Approximating Nearby Points on a Nonlinear Curve

[anthonym44]

Homework Statement

To the right is the graph of 5x^3y-3xy^2+y^3=6. Verify that (1,2) is a point on the curve. There's a nearby point on the curve whose point is (1.07,u). What is the approx. value for u? There's a nearby point on the curve whose coordinates are (.98,v). What is the approx. value for v? there's a nearby point on the curve whose point is (w,2.04). What is an approximate value for w?

Homework Equations

f'(a)(x-a)+f(a)
the derivative of the equation is (15x^2-3y^2)/(-5x^3+3x^2y-3y^2)

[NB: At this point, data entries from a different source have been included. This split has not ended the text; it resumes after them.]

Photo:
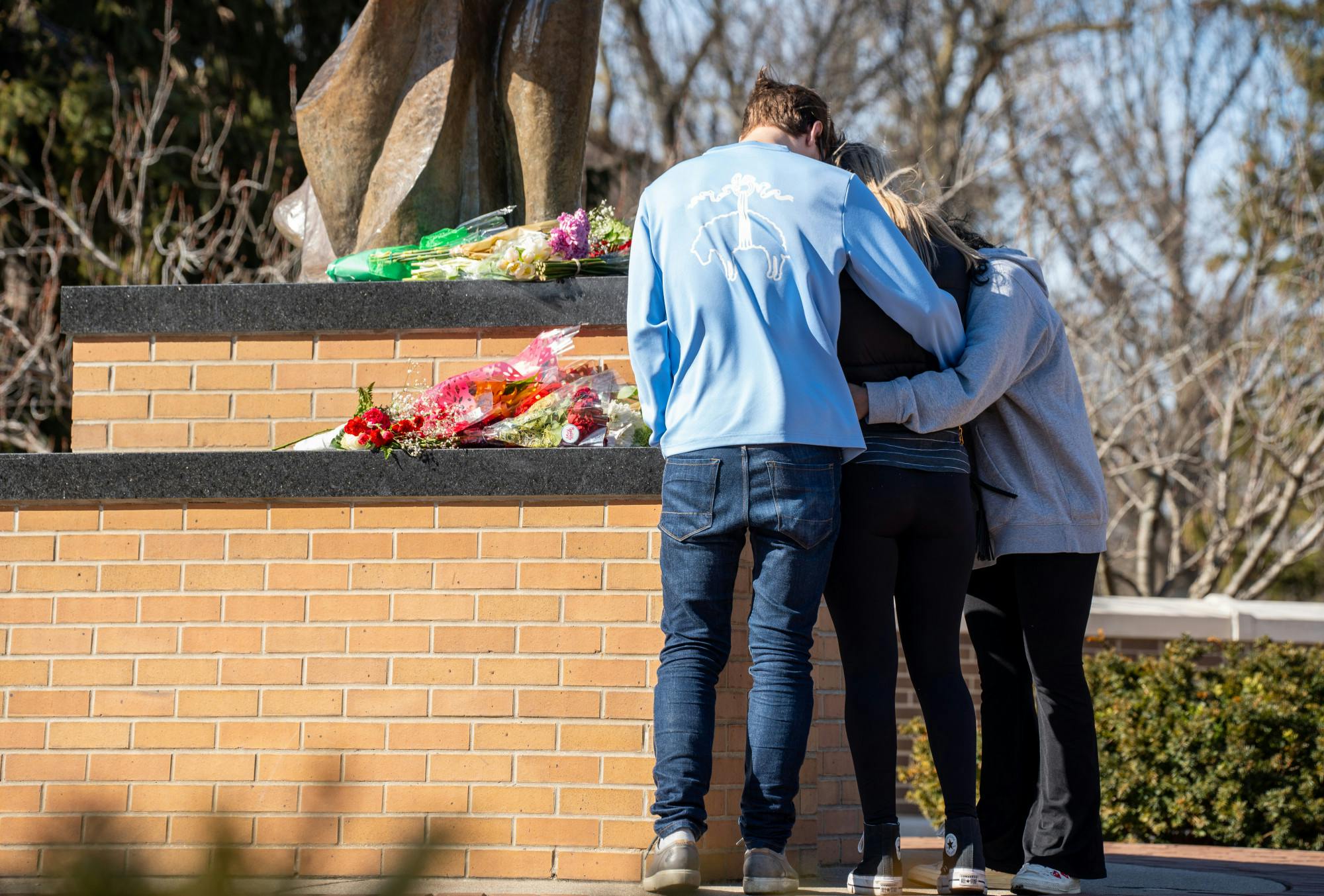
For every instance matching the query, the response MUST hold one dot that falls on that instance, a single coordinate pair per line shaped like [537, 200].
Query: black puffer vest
[872, 347]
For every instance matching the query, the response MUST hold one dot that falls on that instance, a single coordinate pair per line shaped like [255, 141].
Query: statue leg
[549, 59]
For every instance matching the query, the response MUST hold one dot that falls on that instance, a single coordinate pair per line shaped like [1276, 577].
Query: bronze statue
[432, 112]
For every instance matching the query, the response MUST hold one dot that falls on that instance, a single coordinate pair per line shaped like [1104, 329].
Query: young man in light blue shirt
[733, 320]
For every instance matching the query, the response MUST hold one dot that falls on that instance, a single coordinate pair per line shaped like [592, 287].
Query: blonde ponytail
[921, 223]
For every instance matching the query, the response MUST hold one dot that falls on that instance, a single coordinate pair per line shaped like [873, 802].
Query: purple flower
[570, 239]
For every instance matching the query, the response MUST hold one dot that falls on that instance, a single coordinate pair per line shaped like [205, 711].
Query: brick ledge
[340, 308]
[224, 476]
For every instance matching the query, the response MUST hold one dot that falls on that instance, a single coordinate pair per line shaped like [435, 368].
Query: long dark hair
[966, 232]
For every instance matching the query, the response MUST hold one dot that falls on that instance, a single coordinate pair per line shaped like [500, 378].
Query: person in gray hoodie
[1047, 508]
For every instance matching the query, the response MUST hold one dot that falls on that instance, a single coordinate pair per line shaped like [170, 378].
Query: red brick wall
[252, 392]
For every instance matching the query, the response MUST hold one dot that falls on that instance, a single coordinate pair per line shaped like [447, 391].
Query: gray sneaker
[673, 865]
[770, 873]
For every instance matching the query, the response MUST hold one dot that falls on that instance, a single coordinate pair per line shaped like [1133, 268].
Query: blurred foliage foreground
[1209, 743]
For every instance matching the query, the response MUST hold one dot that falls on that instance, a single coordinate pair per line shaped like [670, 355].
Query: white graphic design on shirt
[705, 247]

I know how to do the first part, you plug in the values for x and y and they should = 6, which they do. However, for the remainder of the problem i am completely lost. I'm totally
lost, so if you can offer any input i would appreciate it. Thanks

 

[HallsofIvy]

Homework Statement

To the right is the graph of 5x^3y-3xy^2+y^3=6. Verify that (1,2) is a point on the curve. There's a nearby point on the curve whose point is (1.07,u). What is the approx. value for u? There's a nearby point on the curve whose coordinates are (.98,v). What is the approx. value for v? there's a nearby point on the curve whose point is (w,2.04). What is an approximate value for w?

Homework Equations

f'(a)(x-a)+f(a)
the derivative of the equation is (15x^2-3y^2)/(-5x^3+3x^2y-3y^2)

I know how to do the first part, you plug in the values for x and y and they should = 6, which they do. However, for the remainder of the problem i am completely lost. I'm totally
lost, so if you can offer any input i would appreciate it. Thanks

The tangent line to a curve, y= f(x), through point $(x_0, f(x_0))$ on the line is $y= f'(x_0)(x- x_0)+ f(x_0)$ and will give (approximately) the y value for an x value close to $x_0$. You are told that $x_0$= 1 and that $f(x_0)$= 2. What is $f'(x_0)$? That gives you all the information you need to construct the equation of the tangent line. Then use it with the two new points given to find the missing values.

 

[anthonym44]

Thanks. That helped me, I'm pretty sure I have it now.